Maar ik vraag me een paar dingen af. Gaat dat lukken met de arbeidsintensieve manier die hij voorstelt in een tijd waarin 'druk, druk, druk'-zijn een statussymbool is en oppervlakkigheid uitermate goed en verleidelijk gefaciliteerd wordt? Nog los van het feit dat het voor deze schrijver niet alleen een hobby is, maar ook een missie - dan hou je het wel vol. Maar wij? Misschien overtuigt hij je, maar dat betekent nog niet dat je ernaar kunt leven. 

Daarnaast zijn alle berichtgeving en verhalen subjectief. Wat mij betreft is het een illusie om te denken dat er werkelijk onbevooroordeelde journalisten, bloggers of schrijvers zijn. Nadenken is onmogelijk zonder kader. Als je helemaal geen uitgangspunten hebt, dan heb je…. niks. Natuurlijk is het goed om zoveel mogelijk vanuit verschillende perspectieven te kijken. Maar continu alles in twijfel trekken, is geen sinecure. Daar is ons brein niet op gebouwd, zoals de schrijver zelf ook al aanstipt. 

We neigen onweerstaanbaar en vaak onbewust naar bevestiging.

Alhoewel. Voorgaande is ook weer een aanname. Wie zegt dat al dat hersenonderzoek juist geïnterpreteerd wordt? Misschien is het een gemakzuchtige overtuiging die ons goed van pas komt: het lukt ons niet omdat ons brein er niet voor gemaakt is. En ergens nodeloos onevenredig veel energie instoppen, is biologisch onverantwoord. Die 2% brein kost 20% van onze energie - dat is al meer dan genoeg! ;-)

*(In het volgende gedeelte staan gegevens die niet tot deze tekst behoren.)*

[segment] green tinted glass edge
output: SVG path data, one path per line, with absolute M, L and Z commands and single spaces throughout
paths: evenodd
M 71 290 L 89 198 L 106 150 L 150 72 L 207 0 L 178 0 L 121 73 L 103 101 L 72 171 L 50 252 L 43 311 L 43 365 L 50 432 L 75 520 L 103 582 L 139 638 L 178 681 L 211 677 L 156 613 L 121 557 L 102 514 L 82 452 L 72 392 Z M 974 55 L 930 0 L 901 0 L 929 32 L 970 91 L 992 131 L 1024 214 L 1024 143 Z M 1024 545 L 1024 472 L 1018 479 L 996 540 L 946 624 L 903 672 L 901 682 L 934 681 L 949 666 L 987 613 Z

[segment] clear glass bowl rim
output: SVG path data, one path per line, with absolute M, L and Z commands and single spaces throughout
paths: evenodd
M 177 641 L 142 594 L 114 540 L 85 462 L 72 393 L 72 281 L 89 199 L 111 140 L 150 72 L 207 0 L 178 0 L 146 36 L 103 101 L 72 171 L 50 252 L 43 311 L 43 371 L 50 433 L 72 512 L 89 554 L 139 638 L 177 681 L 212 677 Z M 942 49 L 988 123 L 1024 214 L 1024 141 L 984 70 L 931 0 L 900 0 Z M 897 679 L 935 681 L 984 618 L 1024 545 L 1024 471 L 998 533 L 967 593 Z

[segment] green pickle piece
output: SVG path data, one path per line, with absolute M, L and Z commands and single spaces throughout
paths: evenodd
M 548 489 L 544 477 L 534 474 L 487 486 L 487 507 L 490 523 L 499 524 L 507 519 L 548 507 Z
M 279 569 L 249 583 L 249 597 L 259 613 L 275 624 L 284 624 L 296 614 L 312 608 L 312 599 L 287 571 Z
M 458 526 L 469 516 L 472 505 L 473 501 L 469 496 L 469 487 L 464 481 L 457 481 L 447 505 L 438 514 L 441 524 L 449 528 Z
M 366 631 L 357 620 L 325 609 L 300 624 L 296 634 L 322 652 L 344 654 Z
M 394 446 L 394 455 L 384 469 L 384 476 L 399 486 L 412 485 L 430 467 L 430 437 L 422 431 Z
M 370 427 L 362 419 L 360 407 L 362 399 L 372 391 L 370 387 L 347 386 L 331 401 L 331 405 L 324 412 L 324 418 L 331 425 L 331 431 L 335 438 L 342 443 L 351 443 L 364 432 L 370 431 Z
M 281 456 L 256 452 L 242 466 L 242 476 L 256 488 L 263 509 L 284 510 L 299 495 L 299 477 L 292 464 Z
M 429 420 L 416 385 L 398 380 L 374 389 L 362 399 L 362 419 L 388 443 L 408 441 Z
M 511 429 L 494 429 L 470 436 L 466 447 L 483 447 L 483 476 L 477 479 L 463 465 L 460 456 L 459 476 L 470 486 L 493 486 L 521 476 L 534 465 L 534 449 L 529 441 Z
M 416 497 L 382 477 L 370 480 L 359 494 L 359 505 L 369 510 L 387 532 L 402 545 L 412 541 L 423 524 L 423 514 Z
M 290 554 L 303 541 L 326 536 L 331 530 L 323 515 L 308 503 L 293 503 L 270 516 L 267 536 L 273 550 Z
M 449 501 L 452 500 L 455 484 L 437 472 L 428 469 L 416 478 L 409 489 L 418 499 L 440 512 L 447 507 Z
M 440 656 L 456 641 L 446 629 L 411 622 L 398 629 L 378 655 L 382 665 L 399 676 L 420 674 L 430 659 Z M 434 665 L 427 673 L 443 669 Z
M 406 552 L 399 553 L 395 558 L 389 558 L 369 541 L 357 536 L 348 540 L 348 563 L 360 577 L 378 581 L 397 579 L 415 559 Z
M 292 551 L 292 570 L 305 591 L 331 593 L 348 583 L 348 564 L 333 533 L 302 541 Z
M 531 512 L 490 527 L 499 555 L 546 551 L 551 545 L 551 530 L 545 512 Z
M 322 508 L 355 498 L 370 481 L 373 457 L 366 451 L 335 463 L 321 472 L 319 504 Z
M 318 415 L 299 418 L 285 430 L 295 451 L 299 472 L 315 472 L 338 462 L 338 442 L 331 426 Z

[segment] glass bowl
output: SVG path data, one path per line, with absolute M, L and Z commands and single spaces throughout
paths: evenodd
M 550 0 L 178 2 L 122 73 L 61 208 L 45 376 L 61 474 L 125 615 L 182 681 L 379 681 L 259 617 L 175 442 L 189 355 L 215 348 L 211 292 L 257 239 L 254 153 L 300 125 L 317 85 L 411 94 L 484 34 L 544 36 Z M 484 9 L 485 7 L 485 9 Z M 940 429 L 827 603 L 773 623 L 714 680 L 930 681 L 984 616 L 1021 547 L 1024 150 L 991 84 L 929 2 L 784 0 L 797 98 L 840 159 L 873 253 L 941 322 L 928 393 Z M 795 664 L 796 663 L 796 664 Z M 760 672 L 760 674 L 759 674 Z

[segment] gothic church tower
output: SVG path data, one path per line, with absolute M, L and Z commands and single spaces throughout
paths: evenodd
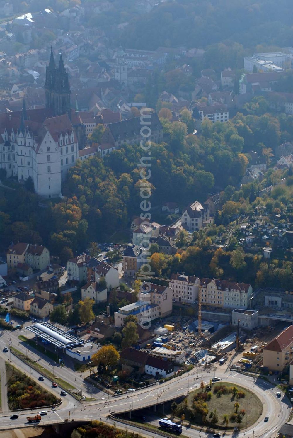
M 68 74 L 64 66 L 62 53 L 60 54 L 59 64 L 56 66 L 52 47 L 49 65 L 46 67 L 45 89 L 46 108 L 53 110 L 56 116 L 68 114 L 70 117 L 71 91 Z

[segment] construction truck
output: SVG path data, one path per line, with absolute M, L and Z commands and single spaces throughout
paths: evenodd
M 27 417 L 26 419 L 28 423 L 36 423 L 37 421 L 40 421 L 42 417 L 39 413 L 34 417 Z

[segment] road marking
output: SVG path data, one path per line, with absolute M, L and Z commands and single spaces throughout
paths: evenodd
M 54 411 L 53 412 L 55 412 L 55 413 L 56 413 L 56 415 L 57 415 L 57 417 L 59 417 L 59 418 L 60 418 L 60 420 L 62 420 L 62 421 L 63 421 L 61 417 L 60 417 L 59 415 L 58 415 L 58 414 L 56 411 Z

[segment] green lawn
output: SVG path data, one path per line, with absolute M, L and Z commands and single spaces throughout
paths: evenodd
M 222 394 L 219 396 L 215 392 L 215 388 L 219 388 L 221 385 L 226 387 L 227 392 Z M 244 393 L 245 396 L 244 398 L 237 398 L 234 397 L 229 390 L 233 387 L 236 387 L 239 391 Z M 204 390 L 204 393 L 206 391 Z M 213 427 L 216 429 L 226 429 L 226 423 L 224 420 L 223 416 L 228 415 L 228 429 L 233 429 L 236 426 L 240 429 L 245 428 L 254 424 L 260 417 L 262 412 L 262 403 L 261 400 L 252 392 L 246 389 L 245 388 L 238 385 L 234 385 L 226 382 L 216 382 L 212 387 L 211 391 L 207 392 L 211 393 L 212 396 L 209 400 L 205 401 L 207 405 L 208 410 L 206 417 L 206 425 Z M 180 404 L 178 405 L 175 411 L 175 415 L 179 418 L 182 413 L 185 413 L 185 419 L 194 424 L 202 424 L 201 414 L 194 410 L 194 406 L 193 406 L 193 403 L 194 396 L 197 394 L 202 392 L 201 389 L 196 389 L 191 392 L 187 397 Z M 238 412 L 240 412 L 243 410 L 245 411 L 243 416 L 241 423 L 238 426 L 237 421 L 233 419 L 233 416 L 235 412 L 234 404 L 239 403 Z M 210 415 L 212 413 L 215 412 L 218 416 L 217 422 L 212 424 L 211 422 Z
M 46 350 L 45 352 L 45 347 L 43 347 L 42 345 L 40 345 L 39 344 L 36 344 L 35 342 L 32 339 L 28 339 L 22 335 L 20 335 L 18 337 L 20 341 L 23 341 L 24 342 L 26 343 L 27 344 L 30 345 L 31 347 L 33 347 L 35 350 L 37 350 L 38 351 L 42 353 L 43 354 L 45 354 L 45 356 L 46 356 L 49 359 L 52 359 L 52 360 L 54 360 L 56 363 L 58 363 L 58 357 L 56 353 L 53 353 L 52 351 L 50 351 L 48 350 Z
M 27 363 L 29 366 L 32 367 L 32 368 L 33 368 L 36 371 L 39 371 L 40 374 L 45 376 L 48 379 L 52 380 L 52 381 L 55 381 L 60 386 L 64 388 L 65 389 L 67 389 L 67 391 L 72 391 L 75 389 L 75 386 L 73 386 L 70 383 L 68 383 L 65 380 L 63 380 L 63 379 L 60 378 L 59 377 L 56 377 L 51 371 L 49 371 L 46 368 L 44 368 L 43 367 L 42 367 L 42 365 L 40 365 L 37 362 L 32 360 L 30 357 L 27 357 L 25 354 L 19 351 L 16 348 L 14 348 L 14 347 L 10 347 L 10 349 L 15 356 L 21 359 L 23 362 Z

Heb ik wat gehad aan de informatie die Clay A. Johnson voorschotelt in 'Infominderen - Bewuste informatieconsumptie in een tijd van overvloed'? Hij heeft natuurlijk een punt en met hem velen, want information overload is al langere tijd een hot topic. Maar het ietwat belerende sausje wat regelmatig uitgeschonken wordt, staat me tegen. Ook denk ik dat als hij mensen werkelijk verder wil helpen, hij de manier waarop toegankelijker had kunnen maken. 

Toch is het een lezenswaardig boek, al was het maar omdat een wezenlijk onderdeel van ons huidige tijdgewricht stevig neergezet wordt.